Jonathan Daniel / Getty Images Sport / Getty

The Major League Baseball Players Association announced earlier this week that media members won't be allowed at the union's free-agent training camp in Bradenton, Fla., and it doesn't look like front-office executives are welcome at IMG Academy, either.

On Wednesday, a general manager's special assistant was asked to leave a workout of unsigned free agents, according to an anonymous club executive, who added that the individual was escorted off the premises.

"I cannot believe the players wouldn't want scouts at their workout to see who's in shape," the club executive told Ken Rosenthal of The Athletic.

Related: MLBPA director of communications resigns after 19 years

Official workouts at the camp - the first engineered by the players' union for unsigned free agents since 1995 - began Wednesday under the supervision of former Houston Astros manager Bo Porter, and the site is expected to remain open until March 4 (though, based on attendance, it could stay open until the end of the month).
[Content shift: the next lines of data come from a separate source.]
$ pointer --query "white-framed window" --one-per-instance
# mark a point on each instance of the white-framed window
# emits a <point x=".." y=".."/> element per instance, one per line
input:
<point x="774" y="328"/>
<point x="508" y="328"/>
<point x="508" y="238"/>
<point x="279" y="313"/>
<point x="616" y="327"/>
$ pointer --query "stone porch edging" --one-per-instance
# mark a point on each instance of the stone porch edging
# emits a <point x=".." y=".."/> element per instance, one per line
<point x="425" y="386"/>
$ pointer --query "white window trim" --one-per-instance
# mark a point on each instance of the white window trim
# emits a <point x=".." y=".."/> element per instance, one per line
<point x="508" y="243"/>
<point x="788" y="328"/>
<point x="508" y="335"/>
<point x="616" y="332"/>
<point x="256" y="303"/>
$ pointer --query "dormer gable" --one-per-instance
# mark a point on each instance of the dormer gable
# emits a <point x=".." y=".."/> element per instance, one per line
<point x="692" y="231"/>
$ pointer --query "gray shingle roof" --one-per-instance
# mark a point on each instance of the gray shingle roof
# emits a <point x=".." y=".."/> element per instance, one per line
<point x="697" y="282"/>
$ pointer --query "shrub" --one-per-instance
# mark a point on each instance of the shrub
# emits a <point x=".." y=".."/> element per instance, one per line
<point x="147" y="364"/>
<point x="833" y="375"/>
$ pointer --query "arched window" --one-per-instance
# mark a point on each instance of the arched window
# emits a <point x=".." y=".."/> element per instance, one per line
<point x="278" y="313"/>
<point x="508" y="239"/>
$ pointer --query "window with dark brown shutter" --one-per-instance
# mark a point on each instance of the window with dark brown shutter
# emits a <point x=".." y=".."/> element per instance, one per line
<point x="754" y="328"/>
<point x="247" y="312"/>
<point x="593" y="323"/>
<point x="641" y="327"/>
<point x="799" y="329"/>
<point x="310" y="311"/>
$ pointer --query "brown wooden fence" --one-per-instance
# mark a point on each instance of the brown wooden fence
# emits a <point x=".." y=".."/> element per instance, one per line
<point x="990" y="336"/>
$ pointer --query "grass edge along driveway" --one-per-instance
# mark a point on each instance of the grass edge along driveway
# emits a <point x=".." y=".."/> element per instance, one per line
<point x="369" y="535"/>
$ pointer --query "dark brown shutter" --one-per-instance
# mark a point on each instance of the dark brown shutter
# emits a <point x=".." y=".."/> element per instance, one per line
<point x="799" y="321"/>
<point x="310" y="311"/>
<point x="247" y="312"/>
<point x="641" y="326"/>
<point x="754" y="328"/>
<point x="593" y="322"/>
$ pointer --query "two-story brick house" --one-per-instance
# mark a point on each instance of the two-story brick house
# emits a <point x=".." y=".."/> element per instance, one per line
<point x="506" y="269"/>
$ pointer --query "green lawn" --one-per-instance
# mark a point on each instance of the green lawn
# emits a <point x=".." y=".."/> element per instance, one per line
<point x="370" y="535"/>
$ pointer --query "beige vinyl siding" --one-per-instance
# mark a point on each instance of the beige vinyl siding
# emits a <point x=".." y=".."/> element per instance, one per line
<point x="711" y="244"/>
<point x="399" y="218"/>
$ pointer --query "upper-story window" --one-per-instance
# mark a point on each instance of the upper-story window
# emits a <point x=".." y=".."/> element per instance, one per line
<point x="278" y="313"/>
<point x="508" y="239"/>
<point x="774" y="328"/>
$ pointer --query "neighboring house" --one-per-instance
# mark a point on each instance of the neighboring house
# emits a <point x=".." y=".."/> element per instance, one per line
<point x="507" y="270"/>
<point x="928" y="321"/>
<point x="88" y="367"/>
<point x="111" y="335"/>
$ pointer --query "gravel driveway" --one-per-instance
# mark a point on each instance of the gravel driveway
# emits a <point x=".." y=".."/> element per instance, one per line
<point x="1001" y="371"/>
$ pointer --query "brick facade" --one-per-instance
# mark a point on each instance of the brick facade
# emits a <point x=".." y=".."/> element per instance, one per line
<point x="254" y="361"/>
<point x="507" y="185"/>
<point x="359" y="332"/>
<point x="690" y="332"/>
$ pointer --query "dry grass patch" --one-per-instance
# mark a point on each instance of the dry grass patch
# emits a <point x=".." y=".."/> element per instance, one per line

Currently, more than 100 free agents remain unsigned, and "upwards of about 30" major-league players were in attendance Wednesday, according to MLBPA executive director Tony Clark.

It's not clear which players are working out at the camp, though no Scott Boras clients - J.D. Martinez, Eric Hosmer, Jake Arrieta, Carlos Gonzalez, Carlos Gomez, and Greg Holland, for example - are expected to attend.

"The expectation is that some guys will come in later, some may drop off," Clark told Bill Shaikin of the Los Angeles Times. "Obviously, the hope is that there aren't any guys here in the very near future. It's unfortunate that we are providing the opportunity for guys to get themselves ready for the season, as a result of not having the opportunity to get to camp themselves."